Muffled, through the stone, he hears a faint, “No!”

Philza blinks. A rather meme-y response isn’t out of step from his friends, but for some reason, he can’t quite place the voice. Maybe Wilbur, distorted by the stone, but it doesn’t sound right.

It sounds young.

Adjusting his tone to be a little more open, Philza says gently, “Can you come out of there? I’m here to help.”

“No,” comes the response. And then, “There’s monsters.”

“There aren’t,” Philza says.

“Are too!”

“No, they’re gone now. It’s safe.”

A brief pause. “You… you promise?”

“I promise. I’ll even seal up the cave, and then there definitely won’t be any monsters anywhere. Would you like that?”

“Mhm.”

“Alright.” Philza straightens, ignoring the alert going  _ Dadza to the rescue _ in his head. He blocks off the cave in the other corner of the pit with cobble easily enough, all the while unable to shake the feeling that he  _ should _ recognize the speaker. He can’t figure out why. 

Once he returns to the voice in the cobble, he crouches beside it and says, “Okay. It’s safe now, I promise. No monsters anywhere. You can come out.”

There’s enough of a pause that Philza debates on the merits of making a stone pickaxe for himself, but eventually he hears the sound of a breaking block.

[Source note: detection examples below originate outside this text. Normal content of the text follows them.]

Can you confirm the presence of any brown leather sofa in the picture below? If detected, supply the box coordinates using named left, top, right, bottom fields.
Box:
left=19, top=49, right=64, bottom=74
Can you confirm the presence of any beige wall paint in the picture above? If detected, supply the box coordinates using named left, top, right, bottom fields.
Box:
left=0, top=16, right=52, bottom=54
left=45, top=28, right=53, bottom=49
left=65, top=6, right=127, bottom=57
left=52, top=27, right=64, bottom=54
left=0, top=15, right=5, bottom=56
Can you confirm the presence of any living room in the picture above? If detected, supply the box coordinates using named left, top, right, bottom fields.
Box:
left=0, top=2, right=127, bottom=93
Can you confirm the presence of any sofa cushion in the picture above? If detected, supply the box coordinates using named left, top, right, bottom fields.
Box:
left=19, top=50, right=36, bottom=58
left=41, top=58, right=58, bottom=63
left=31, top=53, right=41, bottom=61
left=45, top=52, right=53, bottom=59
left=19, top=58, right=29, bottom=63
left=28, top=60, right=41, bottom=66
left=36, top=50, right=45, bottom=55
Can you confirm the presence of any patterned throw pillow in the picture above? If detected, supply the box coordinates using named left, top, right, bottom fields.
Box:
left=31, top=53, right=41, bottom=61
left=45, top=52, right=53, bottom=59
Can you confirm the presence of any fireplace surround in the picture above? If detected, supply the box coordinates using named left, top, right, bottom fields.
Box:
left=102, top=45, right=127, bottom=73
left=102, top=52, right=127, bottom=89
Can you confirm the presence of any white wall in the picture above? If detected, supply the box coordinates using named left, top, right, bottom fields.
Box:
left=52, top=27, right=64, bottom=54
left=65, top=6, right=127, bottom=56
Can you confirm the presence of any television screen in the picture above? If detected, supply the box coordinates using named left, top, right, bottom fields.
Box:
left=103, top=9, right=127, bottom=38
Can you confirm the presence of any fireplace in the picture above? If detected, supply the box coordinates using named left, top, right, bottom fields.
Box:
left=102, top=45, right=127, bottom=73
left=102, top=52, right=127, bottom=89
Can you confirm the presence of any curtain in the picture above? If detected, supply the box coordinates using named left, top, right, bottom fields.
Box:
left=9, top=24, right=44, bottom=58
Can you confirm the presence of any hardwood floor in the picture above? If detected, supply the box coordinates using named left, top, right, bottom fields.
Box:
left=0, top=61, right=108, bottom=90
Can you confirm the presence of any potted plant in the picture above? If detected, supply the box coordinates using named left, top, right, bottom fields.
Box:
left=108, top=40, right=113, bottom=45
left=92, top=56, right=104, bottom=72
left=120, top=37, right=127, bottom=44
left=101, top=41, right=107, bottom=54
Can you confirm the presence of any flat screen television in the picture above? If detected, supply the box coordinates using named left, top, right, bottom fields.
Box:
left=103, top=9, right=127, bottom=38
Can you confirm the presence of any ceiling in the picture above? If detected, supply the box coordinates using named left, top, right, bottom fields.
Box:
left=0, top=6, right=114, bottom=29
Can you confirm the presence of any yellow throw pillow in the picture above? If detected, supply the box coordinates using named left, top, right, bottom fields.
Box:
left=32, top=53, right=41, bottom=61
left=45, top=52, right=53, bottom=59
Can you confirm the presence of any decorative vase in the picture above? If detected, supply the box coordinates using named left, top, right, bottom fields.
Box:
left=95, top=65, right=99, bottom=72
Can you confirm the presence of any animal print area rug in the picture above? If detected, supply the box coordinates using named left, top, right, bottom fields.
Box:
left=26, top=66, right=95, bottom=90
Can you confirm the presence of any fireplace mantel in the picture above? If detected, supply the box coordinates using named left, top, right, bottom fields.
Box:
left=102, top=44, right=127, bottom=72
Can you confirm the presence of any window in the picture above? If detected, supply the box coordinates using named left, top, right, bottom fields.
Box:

One of the cobble pieces pops out, revealing a hidden one-by-one space that’s two blocks tall. As light streams in and illuminates the inside of it, Philza sees… two children.

Specifically, he sees two weirdly familiar children wearing incredibly familiar clothes. The taller of the two has a woolen hat lopsided on curly hair and a well-worn brown coat wrapped around him, while the smaller has with a red and white tee. 

This close it doesn’t matter that they’re crouching. Philza’s gaze flickers over the name tags hovering pale and washed-out above them, one reading “WilburSoot” and the other “TommyInnit”, feeling his heart drop to the pit of his stomach.

These two are Wilbur and Tommy. They  _ have _ to be Wilbur and Tommy, except they can’t, because these actual children look tiny and young and suspicious of Philza, like they don’t recognize him at all. If he had to place their ages, he’d put Wilbur at ten at absolute  _ most _ , and Tommy even younger than that.

Which doesn’t make any sense.

“Uh,” Philza says, “do you want to… get out of there? It’s safe for now, but it’s not very nice. I bet it’s real dark in there. Why don’t we go to an actual house?”

_ Why are they small? _ says an alert, as though Philza isn’t mentally screaming the exact same question. He knows without looking or listening that chat must be losing their absolute shit right now, but with how warily the kids are eyeing him, he can’t afford to be anything but steady. Like someone trying to befriend a skittish alley cat.

“You’re Wilbur and Tommy, right?” he asks. Wilbur nods, but Tommy just clings onto Wilbur’s oversized sleeve and doesn’t say anything, staring wide-eyed and terrified up at him. “Do you not remember me?”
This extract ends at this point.